An example of an enantioselective coupling of an amine and a soft carbon nucleophile with allyl carbonate substrate, with an iridium catalyst

An example of an enantioselective coupling of an amine and a soft carbon nucleophile with allyl carbonate substrate, with an iridium catalyst

1,3-Dipolar Cycloadditions

Chapter 8 by Daniel Carmona and Luis Oro (University of Zaragoza-CSIC, Spain) finishes off the collection by presenting a summary of 1,3-dipolar additions to alkenes and alkynes using iridium catalysis. For comparison, related reactions with other transition metal complexes (for example, iron or ruthenium), are included. With iridium, the enantioselective dipolar addition of a nitrone to methacrolein is discussed as one of the more studied reactions with iridium. Both the catalytic cycle and the origin of the enantioselectivity are discussed.

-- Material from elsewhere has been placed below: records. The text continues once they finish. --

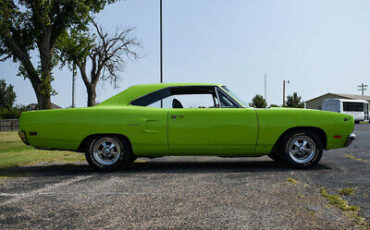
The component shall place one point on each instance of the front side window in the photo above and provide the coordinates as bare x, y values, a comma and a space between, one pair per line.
180, 97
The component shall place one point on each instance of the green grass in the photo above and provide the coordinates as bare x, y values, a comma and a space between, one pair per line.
14, 153
346, 191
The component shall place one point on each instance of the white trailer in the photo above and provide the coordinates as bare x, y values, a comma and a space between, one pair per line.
359, 109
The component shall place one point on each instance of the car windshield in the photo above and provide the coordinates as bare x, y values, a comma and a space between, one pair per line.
241, 102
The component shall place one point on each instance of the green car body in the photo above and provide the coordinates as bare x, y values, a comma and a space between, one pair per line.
152, 132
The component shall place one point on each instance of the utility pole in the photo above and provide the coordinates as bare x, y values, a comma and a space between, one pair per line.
161, 40
265, 87
73, 85
362, 88
285, 81
161, 47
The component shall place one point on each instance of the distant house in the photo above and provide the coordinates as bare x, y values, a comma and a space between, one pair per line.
35, 106
316, 103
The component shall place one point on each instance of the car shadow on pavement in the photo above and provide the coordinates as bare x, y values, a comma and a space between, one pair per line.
154, 167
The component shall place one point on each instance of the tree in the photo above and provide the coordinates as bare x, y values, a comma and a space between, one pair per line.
106, 53
7, 95
258, 102
294, 101
36, 25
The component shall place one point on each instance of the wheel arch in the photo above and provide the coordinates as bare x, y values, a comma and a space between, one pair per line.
321, 133
83, 145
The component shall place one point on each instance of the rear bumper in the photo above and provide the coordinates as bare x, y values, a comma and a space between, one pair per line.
349, 140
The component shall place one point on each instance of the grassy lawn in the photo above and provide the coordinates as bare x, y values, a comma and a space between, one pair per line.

Overall, “Iridium Catalysis” will serve as a useful up-to-date resource for both those entering the field and those experienced chemists who may not be aware of the advances that have been made. In one location, one has access to a range of organometallic catalysis using the latest ligands and reaction conditions. The only topic that I did not see covered is the industrial uses of iridium catalysis (for example, in the Cativa process (2)), but otherwise the book is complete. Many examples of iridium catalysis in enantioselective chemistry are included. The book includes a historical perspective on some of the problems that shows chemistry as a living subject. Readers will be stimulated to find new applications for iridium in catalysis after they examine this book.

"Iridium Catalysis" LINK




  1.  J. F. Young, J. A. Osborn, F. H. Jardine and G. Wilkinson, Chem. Commun. (London), 1965, (7), 131 LINK
  2.  H. Jones, Platinum Metals Rev., 2000, 44, (3), 94 LINK

The Reviewer

William D. Jones received his BS in Chemistry at Massachusetts Institute of Technology, USA, in 1975. He obtained a PhD degree in Chemistry at California Institute of Technology in 1979 with Robert G. Bergman, and moved to the University of Wisconsin as a National Science Foundation (NSF) postdoctoral fellow with Professor Chuck Casey. He began at the University of Rochester in 1980, where he is now the Charles F. Houghton Professor of Chemistry. Jones’ research interests include organometallic research in strong C–X bond cleavage, catalysis, model studies, mechanisms, kinetics, thermodynamics and synthetic applications.